ノンと会話するようです
「結局スライムって何食うの?」
「なんでも」
「ん?今なんでもって?」
「石はイヤ」
従者になったノンを頭の上に乗せ、川を降っていた。
「そっかー好物は?」
「甘いもの」
「味覚あるんだねー」
ふと、腹の虫がなり、お腹が空いていることに気づいた。川の水は飲んでいたから喉の渇きは無かったが、こちらに来てから一口も食べ物を口にしていない。
「なー。この辺でなんか食べれるものないかなー?」
「ん。」
ノンは頭上でモゾモゾと動いている。なんだか重くなったと思ったら目の前にピンクの果実、いわゆる桃を差し出してきた。
「スライムの貯蓄」
「おーありがとな」
「ん。」
桃にかぶりつくとその味に驚いた。濃厚な甘い果実を想像していたが全く違う。皮の中のその白い果肉はクリーミーであっても甘くない。海産物の出汁が効いていて、ほのかに山の野菜の香りが混じっている。
「なんだこれ!?」
「?...おいしくなかった?」
「いや。美味い。ちょっとびっくりしただけだ。」
「ん。」
「これなんて果実わかるか?」
「白くてぐにょぐにょした実」
「.....そっかー」
果実を食べ終え、口の中に残った粘り気を川の水で濯いだ。腹を満たすほどではなかったので、残りは水をがぶ飲みすることで紛らわした。
『貯水を手に入れた』
「ぐばっ...はっ?ちょっと待て!貯水ってなんだよ!」
「水を貯めること...」
そう言ってノンは大量の水を目の前の川に吐き出した。目が点になる。これは人が持っていていいスキルなのだろうか?ラクダのコブのように何処かに貯めているのだろうか?ふと、気になったので座り込み、ノンを膝に乗せ、ノンの身体を引っ張った。
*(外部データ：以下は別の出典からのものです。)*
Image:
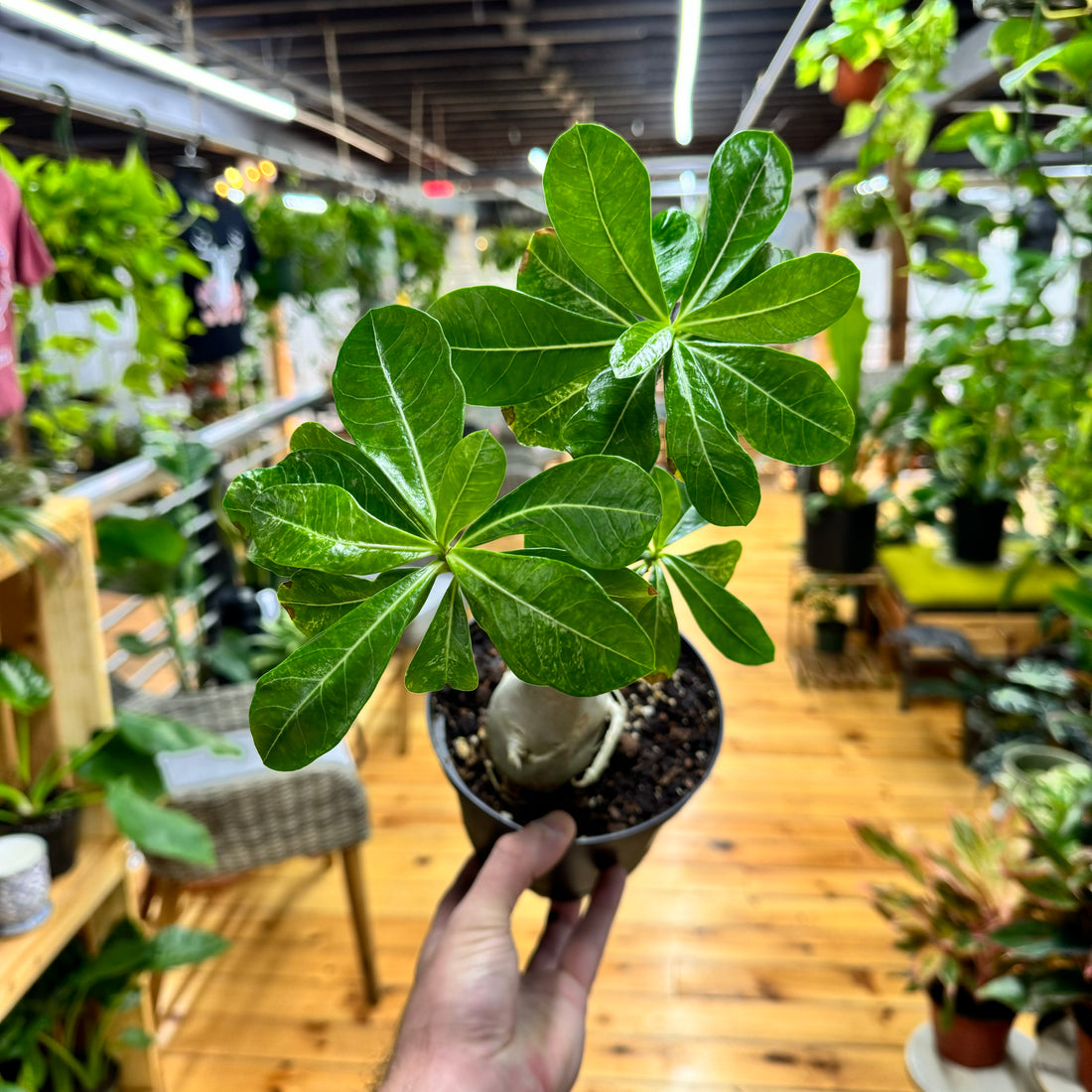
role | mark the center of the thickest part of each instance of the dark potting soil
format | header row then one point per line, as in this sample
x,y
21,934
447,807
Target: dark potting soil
x,y
664,752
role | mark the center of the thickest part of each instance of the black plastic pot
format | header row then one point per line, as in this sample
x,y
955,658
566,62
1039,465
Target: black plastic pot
x,y
841,539
575,876
830,635
976,530
62,832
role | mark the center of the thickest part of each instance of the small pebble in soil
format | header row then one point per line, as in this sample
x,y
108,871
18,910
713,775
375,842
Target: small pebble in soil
x,y
661,757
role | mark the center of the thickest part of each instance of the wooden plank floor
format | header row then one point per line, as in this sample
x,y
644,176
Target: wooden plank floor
x,y
744,958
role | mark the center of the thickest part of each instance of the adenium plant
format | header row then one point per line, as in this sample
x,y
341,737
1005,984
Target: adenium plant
x,y
610,304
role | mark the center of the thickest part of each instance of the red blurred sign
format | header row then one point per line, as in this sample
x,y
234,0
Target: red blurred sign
x,y
438,188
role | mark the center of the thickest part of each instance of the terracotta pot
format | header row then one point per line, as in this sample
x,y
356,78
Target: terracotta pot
x,y
978,1035
854,86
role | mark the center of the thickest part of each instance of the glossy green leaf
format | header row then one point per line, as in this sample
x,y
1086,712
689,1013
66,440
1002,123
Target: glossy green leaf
x,y
549,273
786,304
750,184
508,347
676,236
640,348
617,417
445,656
552,622
470,483
157,830
670,505
732,626
378,493
720,477
662,626
306,705
400,400
542,422
315,601
786,406
600,203
600,509
22,685
323,527
717,561
152,735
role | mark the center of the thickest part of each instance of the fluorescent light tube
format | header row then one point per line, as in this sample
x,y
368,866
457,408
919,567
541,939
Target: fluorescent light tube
x,y
687,68
157,61
305,203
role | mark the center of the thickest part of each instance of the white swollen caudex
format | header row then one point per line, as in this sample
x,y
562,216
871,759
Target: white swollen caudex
x,y
542,739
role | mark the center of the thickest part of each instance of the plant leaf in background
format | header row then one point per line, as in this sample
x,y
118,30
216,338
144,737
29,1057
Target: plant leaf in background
x,y
22,686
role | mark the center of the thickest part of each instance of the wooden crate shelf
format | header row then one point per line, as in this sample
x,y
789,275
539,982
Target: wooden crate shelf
x,y
50,612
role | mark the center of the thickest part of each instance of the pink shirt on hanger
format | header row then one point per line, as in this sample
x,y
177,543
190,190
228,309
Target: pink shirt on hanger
x,y
23,260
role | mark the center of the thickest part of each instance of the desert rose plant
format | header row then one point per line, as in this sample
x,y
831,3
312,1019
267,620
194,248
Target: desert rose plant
x,y
610,303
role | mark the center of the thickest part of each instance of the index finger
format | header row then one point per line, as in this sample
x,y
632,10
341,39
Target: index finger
x,y
514,863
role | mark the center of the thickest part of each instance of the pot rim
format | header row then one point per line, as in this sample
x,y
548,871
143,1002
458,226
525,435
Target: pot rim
x,y
448,765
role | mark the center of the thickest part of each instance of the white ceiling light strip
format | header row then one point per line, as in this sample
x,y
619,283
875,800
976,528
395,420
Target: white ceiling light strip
x,y
157,61
686,68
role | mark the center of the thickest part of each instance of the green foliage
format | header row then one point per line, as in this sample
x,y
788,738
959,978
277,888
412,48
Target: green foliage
x,y
506,246
62,1035
566,352
362,530
914,47
303,253
963,892
422,243
113,232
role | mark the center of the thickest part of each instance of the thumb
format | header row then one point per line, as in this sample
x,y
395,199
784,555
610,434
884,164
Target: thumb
x,y
513,864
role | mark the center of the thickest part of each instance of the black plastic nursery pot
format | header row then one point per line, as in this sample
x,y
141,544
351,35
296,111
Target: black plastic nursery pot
x,y
62,832
589,855
830,635
841,539
976,530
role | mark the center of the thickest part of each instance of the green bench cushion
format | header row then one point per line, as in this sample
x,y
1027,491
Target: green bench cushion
x,y
928,580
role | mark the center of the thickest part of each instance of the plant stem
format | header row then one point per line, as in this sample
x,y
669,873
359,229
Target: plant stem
x,y
23,749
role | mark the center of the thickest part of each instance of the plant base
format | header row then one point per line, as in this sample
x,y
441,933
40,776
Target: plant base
x,y
659,762
978,1035
62,832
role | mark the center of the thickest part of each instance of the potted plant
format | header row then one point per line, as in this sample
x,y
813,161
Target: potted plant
x,y
116,766
1051,940
820,601
962,894
607,301
65,1034
840,527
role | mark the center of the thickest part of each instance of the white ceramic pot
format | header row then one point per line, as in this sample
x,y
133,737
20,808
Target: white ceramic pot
x,y
24,883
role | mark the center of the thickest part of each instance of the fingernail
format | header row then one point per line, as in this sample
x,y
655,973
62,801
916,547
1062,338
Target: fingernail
x,y
561,823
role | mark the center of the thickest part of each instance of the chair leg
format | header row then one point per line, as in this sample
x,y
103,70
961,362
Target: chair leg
x,y
361,924
171,893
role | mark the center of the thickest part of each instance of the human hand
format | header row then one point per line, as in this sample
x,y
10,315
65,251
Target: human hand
x,y
473,1022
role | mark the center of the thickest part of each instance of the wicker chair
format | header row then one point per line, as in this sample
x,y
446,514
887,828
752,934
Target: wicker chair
x,y
260,817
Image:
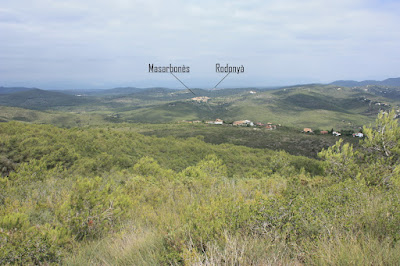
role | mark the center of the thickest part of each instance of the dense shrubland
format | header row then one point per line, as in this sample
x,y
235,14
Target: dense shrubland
x,y
106,196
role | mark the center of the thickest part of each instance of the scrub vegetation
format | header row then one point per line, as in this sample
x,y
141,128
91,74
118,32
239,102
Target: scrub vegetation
x,y
112,196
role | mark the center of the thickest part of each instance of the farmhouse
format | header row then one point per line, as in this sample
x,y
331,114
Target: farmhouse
x,y
270,126
359,135
202,99
243,123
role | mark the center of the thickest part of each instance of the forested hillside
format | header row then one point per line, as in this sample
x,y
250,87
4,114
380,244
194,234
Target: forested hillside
x,y
113,196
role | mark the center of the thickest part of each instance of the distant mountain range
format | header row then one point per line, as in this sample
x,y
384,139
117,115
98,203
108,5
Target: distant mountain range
x,y
391,82
8,90
39,99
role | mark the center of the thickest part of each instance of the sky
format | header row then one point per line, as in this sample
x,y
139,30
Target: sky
x,y
92,44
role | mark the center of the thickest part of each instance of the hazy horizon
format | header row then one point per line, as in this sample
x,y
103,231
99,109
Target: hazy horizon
x,y
99,44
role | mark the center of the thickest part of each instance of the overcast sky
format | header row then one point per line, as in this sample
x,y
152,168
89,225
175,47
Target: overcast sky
x,y
55,44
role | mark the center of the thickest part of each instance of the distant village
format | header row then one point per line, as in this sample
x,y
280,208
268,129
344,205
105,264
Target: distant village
x,y
333,132
242,123
271,126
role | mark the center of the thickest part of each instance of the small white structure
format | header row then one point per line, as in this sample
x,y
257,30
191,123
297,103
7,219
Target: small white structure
x,y
359,135
219,122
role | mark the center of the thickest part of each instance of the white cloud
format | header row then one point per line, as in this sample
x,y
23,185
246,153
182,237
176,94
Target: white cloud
x,y
92,41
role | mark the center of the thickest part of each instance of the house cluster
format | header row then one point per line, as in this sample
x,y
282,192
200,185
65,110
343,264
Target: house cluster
x,y
216,122
243,123
269,126
334,133
201,99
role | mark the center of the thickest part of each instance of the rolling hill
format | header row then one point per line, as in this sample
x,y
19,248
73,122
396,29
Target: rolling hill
x,y
40,99
392,82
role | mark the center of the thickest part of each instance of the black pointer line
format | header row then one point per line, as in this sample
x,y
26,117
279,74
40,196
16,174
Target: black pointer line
x,y
182,83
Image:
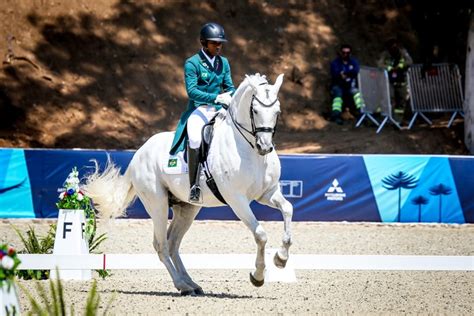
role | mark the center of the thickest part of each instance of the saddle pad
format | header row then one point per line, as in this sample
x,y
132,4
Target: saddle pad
x,y
176,164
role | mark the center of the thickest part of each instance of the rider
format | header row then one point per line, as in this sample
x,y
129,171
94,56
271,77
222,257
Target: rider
x,y
209,86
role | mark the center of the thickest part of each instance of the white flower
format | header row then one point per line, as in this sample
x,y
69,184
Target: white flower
x,y
7,262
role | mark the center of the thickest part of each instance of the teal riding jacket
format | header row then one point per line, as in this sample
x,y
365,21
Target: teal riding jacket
x,y
203,84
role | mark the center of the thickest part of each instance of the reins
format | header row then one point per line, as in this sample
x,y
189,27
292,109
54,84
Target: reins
x,y
255,130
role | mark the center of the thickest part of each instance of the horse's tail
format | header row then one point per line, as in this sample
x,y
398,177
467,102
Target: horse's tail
x,y
110,192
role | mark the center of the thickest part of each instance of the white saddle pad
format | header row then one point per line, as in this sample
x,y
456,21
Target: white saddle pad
x,y
176,164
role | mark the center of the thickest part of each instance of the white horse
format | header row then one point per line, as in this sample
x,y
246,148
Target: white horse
x,y
243,163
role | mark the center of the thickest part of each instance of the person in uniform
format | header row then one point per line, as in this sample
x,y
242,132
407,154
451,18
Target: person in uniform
x,y
209,86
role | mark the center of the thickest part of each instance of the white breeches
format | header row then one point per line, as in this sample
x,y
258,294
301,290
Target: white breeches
x,y
196,121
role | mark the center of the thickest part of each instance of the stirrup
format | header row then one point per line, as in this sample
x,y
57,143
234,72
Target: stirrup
x,y
195,195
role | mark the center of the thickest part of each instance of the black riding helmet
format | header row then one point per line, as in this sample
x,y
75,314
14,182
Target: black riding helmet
x,y
212,32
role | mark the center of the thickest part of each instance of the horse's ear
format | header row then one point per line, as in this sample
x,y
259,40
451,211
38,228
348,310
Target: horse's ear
x,y
278,82
249,79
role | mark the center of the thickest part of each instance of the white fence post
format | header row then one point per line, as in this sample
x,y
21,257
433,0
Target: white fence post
x,y
9,300
70,240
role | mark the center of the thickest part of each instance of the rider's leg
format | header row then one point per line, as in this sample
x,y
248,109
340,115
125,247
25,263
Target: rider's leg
x,y
194,127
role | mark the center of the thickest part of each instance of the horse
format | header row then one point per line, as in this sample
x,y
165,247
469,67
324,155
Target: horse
x,y
241,159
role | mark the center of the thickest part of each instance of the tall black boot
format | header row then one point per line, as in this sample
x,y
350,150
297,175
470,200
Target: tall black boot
x,y
194,170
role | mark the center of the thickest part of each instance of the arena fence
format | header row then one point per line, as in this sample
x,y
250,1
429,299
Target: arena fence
x,y
375,89
436,88
247,261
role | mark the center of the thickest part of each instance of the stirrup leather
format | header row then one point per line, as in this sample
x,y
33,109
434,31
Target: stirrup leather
x,y
195,195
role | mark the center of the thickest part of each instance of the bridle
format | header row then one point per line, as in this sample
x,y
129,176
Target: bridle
x,y
255,129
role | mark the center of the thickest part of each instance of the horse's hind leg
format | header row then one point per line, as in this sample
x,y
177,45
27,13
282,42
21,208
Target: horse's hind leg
x,y
275,199
157,207
241,208
183,217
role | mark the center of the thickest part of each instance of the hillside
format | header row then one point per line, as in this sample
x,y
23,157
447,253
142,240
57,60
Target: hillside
x,y
108,74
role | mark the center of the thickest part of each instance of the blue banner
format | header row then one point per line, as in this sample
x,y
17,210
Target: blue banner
x,y
375,188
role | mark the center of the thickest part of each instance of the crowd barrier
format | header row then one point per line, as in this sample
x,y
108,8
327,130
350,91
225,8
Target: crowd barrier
x,y
373,188
435,88
375,89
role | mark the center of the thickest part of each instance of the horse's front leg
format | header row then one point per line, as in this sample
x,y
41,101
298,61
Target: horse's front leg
x,y
183,217
274,198
240,206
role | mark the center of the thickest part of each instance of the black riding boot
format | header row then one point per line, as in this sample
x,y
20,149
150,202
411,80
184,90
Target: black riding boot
x,y
194,170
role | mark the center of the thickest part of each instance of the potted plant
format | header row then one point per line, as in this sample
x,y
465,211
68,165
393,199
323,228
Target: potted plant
x,y
76,224
8,263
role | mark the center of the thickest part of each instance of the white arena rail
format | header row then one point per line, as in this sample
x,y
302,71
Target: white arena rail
x,y
247,261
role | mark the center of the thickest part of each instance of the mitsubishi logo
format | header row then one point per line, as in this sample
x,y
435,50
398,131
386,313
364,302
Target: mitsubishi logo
x,y
335,192
335,187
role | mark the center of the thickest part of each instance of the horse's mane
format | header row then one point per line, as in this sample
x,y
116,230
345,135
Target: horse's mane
x,y
256,79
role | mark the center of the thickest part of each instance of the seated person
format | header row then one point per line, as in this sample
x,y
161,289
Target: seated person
x,y
344,71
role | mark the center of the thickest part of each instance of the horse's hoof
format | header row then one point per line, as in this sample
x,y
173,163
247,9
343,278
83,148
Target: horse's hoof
x,y
279,262
255,282
198,291
187,293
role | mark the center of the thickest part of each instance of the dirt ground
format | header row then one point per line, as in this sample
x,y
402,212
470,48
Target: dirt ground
x,y
108,74
315,292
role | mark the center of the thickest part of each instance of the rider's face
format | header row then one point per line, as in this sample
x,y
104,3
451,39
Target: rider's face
x,y
214,48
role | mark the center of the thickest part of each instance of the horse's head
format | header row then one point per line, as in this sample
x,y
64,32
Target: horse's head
x,y
264,108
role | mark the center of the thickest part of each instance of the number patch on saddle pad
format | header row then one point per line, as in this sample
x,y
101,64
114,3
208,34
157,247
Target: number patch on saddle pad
x,y
175,164
172,162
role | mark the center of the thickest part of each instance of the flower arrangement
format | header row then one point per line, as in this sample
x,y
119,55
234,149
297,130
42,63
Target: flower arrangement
x,y
9,261
72,198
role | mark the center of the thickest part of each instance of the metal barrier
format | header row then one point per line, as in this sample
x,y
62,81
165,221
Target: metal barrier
x,y
436,88
375,89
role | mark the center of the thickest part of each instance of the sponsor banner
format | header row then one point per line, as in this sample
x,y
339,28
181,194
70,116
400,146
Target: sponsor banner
x,y
376,188
15,192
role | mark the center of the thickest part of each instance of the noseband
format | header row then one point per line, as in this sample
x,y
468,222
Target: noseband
x,y
255,130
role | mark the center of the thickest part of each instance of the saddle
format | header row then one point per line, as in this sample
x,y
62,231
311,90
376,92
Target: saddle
x,y
207,134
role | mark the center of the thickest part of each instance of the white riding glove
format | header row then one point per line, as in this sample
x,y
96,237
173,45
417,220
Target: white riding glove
x,y
224,98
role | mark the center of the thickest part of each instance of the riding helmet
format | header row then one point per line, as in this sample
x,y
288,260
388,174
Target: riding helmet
x,y
213,32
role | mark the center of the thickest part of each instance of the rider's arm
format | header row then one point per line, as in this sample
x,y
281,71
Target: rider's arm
x,y
228,85
191,81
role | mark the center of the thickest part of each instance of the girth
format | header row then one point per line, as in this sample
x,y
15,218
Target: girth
x,y
207,134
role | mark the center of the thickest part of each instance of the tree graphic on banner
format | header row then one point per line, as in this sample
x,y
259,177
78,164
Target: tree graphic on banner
x,y
419,200
399,181
440,190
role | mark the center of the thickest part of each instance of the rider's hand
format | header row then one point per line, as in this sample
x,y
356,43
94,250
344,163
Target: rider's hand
x,y
224,98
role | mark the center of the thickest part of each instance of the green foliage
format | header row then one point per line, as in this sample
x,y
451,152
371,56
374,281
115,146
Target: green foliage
x,y
53,304
36,245
73,198
9,261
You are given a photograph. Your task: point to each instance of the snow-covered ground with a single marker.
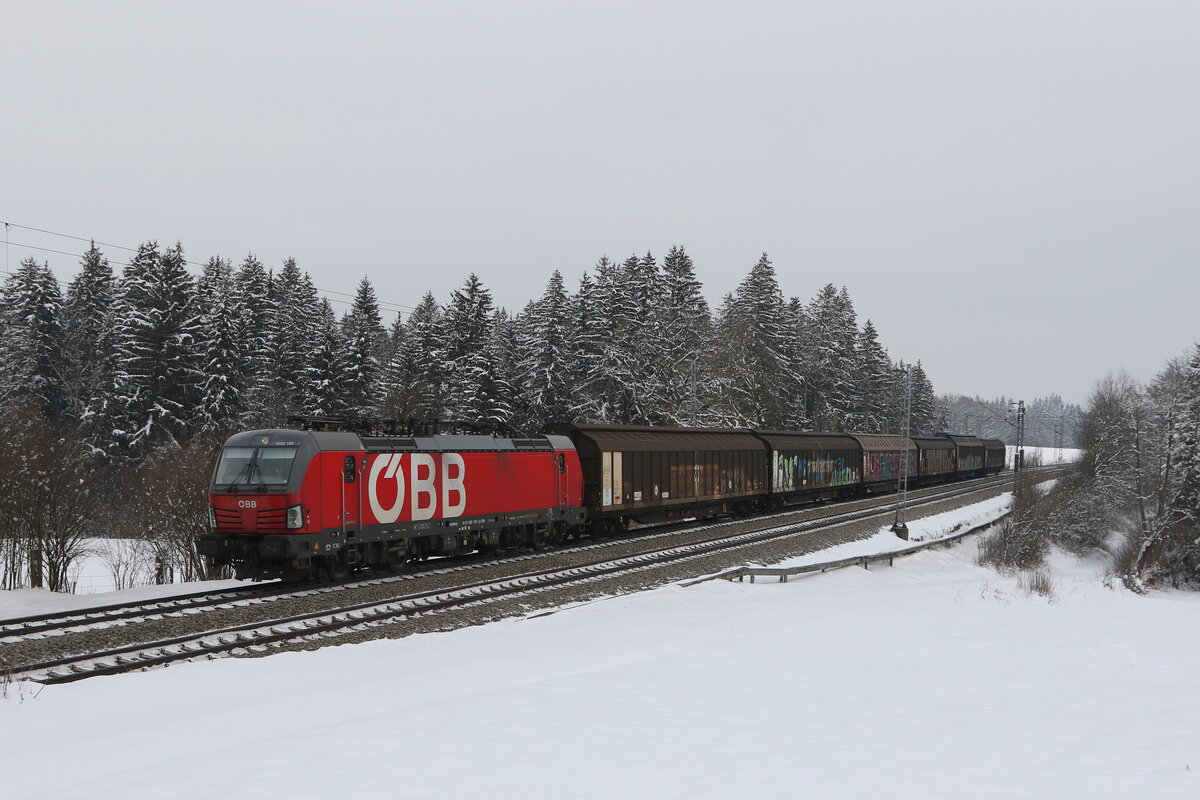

「ノン、おまえどこにそんな果実やら水やら仕舞い込んでんだ?」
「んぐっ。ありゅじっ。ひっぱりゃないへ。そうひうしゅきりゅっ。」
「へー。」
「納得したなりゃはなしゃんかい。」
スライムの特性としてはあり得る範囲かと思いつつ、物理無効ではないんだなと思い、手もとで遊ぶ。
「そのスキルは種族共通のもの?それとも個体によってみんな違うもの?」
「しりゃにゅ」
人間として浮いてなければいいなあとは思っても、無理であることは悟っていた。『真理への探究心』ってなんだよ大魔道師とか賢者が持ってる類のモノだろ。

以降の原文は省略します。